Voters approved Initiative 1240to explore the potential of charters to improve education.

Gov. Jay Inslee, Lt. Gov. Brad Owen and House Speaker Frank Chopp, by law, made three appointments each. The nine members seem a collection of intelligent, innovative and pragmatic thinkers.

Inslee selected former Seattle School Board President Steve Sundquist; Doreen Cato, executive director of the United Way of Grays Harbor; and Chris Martin, a Spokane gifted-education advocate and founder of Prodigy Northwest.

Chopp appointed Trish Millines Dziko, co-founder of the TAF Academy, a STEM-oriented school in the Federal Way School District. His other appointees are former state Rep. Dave Quall and Margit McGuire, director of teacher education at Seattle University.

Owen appointed Larry Wright, managing director of the Bellevue Arts Museum with extensive experience in mentoring programs; Cindi Williams, who has worked on education policy for the Bill & Melinda Gates Foundation and at the federal level; and Kevin Jacka, superintendent of the Mary Walker School District in Northeastern Washington.

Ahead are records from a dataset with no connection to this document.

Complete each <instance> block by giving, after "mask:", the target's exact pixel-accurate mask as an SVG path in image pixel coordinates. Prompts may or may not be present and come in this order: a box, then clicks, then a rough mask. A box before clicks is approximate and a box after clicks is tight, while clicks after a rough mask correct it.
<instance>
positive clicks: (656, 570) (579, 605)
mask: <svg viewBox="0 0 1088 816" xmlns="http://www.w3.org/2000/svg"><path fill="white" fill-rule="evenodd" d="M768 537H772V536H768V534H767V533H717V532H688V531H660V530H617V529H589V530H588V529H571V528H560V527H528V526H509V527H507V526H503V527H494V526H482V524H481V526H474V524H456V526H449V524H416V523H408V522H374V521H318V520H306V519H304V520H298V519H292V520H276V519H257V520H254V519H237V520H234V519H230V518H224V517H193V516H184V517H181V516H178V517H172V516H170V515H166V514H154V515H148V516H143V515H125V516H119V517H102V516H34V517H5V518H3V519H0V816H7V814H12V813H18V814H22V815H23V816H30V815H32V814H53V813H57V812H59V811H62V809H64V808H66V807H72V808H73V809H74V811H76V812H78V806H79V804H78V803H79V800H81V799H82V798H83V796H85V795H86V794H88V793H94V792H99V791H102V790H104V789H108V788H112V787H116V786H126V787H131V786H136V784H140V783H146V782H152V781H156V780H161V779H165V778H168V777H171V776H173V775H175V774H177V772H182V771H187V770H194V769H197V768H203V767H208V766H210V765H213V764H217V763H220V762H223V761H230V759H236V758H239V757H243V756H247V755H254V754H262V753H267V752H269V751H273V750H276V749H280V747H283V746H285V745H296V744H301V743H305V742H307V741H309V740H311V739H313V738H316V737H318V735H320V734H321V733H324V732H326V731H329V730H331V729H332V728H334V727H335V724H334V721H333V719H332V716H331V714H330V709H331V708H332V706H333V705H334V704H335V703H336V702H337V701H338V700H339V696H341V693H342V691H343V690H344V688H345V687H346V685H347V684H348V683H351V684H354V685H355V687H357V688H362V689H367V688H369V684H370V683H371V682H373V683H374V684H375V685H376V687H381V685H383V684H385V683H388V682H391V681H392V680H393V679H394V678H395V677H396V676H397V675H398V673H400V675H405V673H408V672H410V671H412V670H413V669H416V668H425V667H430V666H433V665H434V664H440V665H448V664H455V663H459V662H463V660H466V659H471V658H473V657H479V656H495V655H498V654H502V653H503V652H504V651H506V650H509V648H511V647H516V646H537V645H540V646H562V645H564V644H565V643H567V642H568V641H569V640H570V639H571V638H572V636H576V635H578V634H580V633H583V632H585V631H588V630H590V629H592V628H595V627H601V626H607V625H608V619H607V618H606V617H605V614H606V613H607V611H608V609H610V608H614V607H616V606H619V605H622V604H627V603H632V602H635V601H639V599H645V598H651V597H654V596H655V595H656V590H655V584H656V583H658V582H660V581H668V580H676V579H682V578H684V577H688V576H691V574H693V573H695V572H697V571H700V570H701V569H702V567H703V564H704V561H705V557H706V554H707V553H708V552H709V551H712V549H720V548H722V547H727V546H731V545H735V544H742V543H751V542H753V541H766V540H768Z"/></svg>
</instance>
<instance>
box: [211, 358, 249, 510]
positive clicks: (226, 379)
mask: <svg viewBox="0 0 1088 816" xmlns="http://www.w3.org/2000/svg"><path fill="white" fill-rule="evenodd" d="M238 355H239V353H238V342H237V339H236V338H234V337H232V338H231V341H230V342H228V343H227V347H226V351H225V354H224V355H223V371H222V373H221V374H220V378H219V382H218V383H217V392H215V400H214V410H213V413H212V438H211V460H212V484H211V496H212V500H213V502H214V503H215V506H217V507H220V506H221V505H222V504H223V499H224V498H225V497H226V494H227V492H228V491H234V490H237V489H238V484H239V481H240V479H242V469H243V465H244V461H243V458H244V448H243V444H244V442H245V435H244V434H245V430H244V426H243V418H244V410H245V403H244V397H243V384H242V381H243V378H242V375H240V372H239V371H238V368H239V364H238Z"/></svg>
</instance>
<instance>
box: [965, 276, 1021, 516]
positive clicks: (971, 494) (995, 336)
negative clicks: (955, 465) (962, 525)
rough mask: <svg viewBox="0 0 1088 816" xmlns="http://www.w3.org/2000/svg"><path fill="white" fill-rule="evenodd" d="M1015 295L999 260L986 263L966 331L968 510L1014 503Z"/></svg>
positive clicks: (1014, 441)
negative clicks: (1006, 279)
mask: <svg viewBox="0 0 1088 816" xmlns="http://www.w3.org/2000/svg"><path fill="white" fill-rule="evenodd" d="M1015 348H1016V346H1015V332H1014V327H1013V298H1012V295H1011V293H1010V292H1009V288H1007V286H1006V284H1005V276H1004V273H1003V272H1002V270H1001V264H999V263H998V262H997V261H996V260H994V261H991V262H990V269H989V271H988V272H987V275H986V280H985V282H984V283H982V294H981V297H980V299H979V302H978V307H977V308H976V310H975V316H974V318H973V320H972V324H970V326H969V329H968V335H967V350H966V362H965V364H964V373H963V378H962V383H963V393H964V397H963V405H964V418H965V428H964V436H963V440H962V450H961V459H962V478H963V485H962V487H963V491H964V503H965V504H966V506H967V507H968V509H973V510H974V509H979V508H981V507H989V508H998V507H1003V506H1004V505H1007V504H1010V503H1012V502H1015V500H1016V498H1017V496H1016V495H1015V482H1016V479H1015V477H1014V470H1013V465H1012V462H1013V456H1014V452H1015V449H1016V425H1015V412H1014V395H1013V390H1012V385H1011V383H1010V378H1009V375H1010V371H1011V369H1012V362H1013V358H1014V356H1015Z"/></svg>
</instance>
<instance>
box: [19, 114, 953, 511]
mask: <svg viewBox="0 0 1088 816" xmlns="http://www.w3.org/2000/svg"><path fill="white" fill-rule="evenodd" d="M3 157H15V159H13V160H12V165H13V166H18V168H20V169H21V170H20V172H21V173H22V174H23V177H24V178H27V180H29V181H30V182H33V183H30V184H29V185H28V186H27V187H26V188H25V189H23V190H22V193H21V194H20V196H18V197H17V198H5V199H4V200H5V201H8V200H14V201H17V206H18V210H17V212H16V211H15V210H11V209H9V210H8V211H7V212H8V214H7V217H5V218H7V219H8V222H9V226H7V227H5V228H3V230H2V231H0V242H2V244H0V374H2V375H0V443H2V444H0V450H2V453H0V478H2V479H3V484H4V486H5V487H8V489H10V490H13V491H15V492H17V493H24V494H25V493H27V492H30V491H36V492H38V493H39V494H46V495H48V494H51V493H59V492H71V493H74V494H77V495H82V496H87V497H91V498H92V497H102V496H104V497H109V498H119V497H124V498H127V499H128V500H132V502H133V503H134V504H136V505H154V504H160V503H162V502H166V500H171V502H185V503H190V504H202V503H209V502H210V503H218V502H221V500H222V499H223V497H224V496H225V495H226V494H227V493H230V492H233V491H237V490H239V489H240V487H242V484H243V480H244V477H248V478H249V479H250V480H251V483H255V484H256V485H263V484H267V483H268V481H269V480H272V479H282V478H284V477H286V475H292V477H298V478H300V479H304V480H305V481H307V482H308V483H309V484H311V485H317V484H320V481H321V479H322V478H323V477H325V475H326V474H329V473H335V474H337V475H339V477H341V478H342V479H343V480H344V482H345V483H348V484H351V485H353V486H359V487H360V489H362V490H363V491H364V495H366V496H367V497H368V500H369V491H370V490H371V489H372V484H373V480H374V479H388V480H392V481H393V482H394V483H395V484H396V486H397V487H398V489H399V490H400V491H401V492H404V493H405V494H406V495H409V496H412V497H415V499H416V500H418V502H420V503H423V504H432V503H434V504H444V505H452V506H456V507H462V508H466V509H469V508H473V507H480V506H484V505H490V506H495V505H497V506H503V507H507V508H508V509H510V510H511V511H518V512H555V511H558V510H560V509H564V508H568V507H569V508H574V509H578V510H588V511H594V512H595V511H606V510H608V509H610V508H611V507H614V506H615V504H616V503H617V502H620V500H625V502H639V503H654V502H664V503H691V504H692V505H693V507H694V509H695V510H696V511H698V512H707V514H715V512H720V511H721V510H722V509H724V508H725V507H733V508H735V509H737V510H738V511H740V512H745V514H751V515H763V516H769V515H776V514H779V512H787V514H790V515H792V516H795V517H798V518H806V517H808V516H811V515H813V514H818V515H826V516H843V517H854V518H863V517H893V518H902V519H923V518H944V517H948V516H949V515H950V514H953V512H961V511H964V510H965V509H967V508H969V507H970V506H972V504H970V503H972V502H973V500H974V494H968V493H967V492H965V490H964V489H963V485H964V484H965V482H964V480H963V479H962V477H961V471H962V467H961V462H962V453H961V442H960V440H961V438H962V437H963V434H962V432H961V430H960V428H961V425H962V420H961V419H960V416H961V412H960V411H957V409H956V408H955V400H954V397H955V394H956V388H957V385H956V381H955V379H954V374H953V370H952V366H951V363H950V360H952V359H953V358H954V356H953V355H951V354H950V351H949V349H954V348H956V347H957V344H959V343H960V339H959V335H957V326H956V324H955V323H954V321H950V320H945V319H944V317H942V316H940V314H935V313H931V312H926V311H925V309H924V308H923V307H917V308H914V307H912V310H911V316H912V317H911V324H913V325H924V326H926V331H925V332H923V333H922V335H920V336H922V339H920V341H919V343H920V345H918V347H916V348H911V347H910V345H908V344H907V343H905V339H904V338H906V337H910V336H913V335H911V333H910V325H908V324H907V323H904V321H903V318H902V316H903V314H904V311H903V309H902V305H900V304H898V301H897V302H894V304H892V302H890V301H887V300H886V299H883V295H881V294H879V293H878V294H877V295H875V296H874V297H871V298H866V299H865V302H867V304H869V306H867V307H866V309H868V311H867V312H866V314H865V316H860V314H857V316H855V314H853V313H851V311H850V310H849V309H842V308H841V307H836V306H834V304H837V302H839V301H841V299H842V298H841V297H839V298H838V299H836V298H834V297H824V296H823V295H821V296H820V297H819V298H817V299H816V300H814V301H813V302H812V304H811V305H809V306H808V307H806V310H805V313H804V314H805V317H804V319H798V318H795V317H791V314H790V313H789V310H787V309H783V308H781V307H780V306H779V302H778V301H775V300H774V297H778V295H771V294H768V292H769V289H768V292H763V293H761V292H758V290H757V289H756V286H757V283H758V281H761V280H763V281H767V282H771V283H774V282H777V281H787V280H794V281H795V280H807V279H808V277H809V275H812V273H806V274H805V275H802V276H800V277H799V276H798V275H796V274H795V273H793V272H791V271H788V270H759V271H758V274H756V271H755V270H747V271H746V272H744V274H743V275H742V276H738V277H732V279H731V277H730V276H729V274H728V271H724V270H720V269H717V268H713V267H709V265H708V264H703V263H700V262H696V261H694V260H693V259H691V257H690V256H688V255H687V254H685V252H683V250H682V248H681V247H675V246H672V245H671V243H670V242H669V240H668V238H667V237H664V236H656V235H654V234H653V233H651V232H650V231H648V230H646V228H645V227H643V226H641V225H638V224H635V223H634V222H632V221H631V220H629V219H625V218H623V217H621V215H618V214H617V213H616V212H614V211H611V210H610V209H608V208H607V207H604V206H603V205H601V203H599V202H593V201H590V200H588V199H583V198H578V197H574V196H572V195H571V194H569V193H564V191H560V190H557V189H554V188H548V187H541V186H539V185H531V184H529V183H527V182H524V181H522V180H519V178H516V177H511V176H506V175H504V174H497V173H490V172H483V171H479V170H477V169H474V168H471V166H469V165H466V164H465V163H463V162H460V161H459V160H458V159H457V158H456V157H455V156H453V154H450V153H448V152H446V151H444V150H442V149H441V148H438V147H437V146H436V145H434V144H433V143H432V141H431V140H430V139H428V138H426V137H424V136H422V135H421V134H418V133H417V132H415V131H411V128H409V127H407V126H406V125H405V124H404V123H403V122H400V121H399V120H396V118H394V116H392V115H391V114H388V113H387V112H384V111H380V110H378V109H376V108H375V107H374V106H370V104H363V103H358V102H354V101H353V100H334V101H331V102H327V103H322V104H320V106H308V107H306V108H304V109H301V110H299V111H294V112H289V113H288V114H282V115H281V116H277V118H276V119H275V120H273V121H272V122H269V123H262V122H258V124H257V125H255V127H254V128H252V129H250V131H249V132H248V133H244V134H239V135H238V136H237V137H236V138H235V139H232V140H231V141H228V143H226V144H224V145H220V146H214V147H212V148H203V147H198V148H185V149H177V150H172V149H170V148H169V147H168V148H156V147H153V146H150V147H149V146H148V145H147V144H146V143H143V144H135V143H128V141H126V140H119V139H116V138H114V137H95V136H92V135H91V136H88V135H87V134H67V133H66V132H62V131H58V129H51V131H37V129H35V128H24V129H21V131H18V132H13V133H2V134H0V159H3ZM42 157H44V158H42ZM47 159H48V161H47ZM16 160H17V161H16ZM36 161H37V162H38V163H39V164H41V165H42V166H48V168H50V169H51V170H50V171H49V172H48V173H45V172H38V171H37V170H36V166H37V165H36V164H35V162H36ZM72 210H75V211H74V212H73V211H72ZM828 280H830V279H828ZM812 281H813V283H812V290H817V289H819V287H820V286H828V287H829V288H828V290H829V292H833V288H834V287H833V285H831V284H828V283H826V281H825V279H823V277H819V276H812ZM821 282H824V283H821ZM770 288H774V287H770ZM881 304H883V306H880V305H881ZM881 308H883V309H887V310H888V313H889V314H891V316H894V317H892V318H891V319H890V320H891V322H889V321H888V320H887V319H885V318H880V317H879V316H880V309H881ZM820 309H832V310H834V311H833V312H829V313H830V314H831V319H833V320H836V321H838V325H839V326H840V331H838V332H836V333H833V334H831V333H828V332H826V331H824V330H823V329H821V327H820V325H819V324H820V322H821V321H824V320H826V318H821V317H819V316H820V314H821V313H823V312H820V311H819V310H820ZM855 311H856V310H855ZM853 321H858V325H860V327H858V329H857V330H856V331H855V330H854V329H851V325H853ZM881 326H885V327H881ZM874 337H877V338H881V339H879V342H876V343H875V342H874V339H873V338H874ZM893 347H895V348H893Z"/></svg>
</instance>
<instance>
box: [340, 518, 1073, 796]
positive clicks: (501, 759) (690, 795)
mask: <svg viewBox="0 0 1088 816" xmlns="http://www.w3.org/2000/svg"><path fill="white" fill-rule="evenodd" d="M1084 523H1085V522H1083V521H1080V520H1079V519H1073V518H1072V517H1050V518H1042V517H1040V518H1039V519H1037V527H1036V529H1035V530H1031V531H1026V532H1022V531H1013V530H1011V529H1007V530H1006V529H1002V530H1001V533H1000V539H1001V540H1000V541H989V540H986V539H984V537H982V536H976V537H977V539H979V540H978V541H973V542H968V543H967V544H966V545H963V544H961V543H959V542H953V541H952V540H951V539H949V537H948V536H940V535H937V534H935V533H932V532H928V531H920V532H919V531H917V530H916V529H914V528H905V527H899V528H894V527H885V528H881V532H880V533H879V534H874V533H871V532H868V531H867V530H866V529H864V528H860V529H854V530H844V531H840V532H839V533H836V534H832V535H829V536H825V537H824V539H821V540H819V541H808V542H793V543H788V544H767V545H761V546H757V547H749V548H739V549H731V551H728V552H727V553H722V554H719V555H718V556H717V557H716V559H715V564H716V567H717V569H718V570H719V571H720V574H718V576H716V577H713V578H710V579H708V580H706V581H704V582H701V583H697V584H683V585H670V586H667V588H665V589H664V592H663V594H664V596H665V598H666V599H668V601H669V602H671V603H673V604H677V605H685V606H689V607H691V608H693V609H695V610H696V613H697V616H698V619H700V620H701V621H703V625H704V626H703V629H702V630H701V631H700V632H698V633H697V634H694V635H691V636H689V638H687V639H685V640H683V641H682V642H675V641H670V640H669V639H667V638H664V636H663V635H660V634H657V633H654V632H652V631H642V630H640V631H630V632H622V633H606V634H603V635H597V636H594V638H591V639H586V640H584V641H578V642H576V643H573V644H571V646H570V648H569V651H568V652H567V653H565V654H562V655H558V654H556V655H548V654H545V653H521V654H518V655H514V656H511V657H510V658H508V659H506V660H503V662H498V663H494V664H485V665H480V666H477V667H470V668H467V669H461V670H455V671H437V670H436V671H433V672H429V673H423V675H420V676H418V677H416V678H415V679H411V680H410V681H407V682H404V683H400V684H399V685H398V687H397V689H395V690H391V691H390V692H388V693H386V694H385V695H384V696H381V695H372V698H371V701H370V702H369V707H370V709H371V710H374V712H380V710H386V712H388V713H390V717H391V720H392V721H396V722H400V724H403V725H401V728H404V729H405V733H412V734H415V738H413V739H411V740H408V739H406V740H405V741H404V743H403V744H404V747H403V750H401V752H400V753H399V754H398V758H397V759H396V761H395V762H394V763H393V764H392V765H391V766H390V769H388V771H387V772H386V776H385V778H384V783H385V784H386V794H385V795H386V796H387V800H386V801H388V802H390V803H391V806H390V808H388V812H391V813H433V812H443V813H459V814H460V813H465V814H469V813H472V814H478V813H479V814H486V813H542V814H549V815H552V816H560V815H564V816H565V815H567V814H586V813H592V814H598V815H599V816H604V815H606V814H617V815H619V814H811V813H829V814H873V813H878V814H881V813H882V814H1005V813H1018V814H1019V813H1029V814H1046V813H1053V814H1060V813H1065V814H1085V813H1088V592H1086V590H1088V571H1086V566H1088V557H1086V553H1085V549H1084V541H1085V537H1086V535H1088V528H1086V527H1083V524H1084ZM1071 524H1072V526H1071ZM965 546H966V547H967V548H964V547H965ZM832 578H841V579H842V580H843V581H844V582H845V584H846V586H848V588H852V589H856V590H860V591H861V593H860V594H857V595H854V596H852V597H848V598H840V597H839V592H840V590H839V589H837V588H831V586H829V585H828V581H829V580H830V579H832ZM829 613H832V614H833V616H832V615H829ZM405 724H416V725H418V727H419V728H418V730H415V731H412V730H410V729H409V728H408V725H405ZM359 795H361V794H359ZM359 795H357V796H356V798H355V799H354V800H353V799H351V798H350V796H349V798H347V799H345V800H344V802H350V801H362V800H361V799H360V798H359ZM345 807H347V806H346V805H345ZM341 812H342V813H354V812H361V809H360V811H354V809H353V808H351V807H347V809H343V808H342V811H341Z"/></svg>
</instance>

Jacka’s appointment is interesting because he signed the petition for the “No on 1240” campaign. The initiative states commissioners must support charter schools. McGuire has raised concerns about charters schools. Constructive skeptics are welcome but Washington must move to create good, strong charter schools.

Next up, the new commissioners must pick a chair, hire staff and connect with the Washington State Board of Education, which has spent the past several months developing rules for the charter-approval process. They should visit high-performing charter schools. Learn from best practices elsewhere to make the best decisions about applications to open charters here.

Stay focused amid distractions, such as the state teachers union’s lawsuit to overturn the charter-school law. Choose quality over quantity.